On Sunday, a side door swung open during services at St. Andrew and Hordiychuk was wheeled to the front of the cathedral. Congregants took pictures with their phones and one presented flowers. A rear section of Hordiychuk's head was shaved and uneven where he was struck.

He spoke into a microphone in his native language about the importance of young Ukrainians growing up with freedom of speech and assembly. A tear rolled down his cheek as he told of asking his military command if he could continue in the service after his recovery.

"I would like to rejoin and I would like to give everything I can for future generations," he said later in English, which he learned years ago at the U.S. Army War College in Carlisle, Pa.. "There is no order yet, but I applied."

The Rev.

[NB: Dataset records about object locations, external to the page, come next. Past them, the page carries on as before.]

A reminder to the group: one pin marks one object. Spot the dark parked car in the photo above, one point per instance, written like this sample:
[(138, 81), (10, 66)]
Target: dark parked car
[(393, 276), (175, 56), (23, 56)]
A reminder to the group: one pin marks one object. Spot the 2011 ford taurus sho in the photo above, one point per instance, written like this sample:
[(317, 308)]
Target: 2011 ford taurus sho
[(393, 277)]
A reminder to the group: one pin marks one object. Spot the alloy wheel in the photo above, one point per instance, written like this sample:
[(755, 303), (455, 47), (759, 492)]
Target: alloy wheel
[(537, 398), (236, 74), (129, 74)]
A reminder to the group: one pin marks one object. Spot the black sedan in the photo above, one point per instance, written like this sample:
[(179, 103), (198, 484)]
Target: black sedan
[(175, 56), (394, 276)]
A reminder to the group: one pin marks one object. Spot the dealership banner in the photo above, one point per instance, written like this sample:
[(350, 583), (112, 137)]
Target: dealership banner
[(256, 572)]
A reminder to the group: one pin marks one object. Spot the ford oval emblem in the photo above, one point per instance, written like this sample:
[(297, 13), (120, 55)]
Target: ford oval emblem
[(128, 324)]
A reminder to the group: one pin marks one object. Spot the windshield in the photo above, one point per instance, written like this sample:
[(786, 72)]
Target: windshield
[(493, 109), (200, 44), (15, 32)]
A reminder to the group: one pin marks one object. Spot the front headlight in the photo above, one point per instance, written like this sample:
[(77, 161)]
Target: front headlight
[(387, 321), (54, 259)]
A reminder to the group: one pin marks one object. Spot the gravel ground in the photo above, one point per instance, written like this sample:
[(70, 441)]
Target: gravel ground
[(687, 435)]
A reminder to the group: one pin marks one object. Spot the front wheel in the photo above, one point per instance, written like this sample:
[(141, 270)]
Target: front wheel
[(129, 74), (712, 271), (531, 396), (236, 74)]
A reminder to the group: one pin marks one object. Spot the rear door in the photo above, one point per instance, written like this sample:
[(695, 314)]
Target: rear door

Volodymyr Steliac said Hordiychuk was welcomed at the cathedral as a Christian rather than a military man.

"It doesn't mean we endorse combat," Steliac said.


The church has become a focal point for the Ukrainian community in the Washington area during the conflict. Many members of the congregation have relatives who have been affected by the fighting. The cathedral has been raising money to support war widows and orphans, Steliac said.

While it's an honor to have a decorated soldier attend services, the priest said, his congregation is praying for peace.

Hordiychuk "got in a battle and the chances were higher that he would die than that he would live, and that was known from the beginning" Steliac said. "If you come out alive, it's a miracle."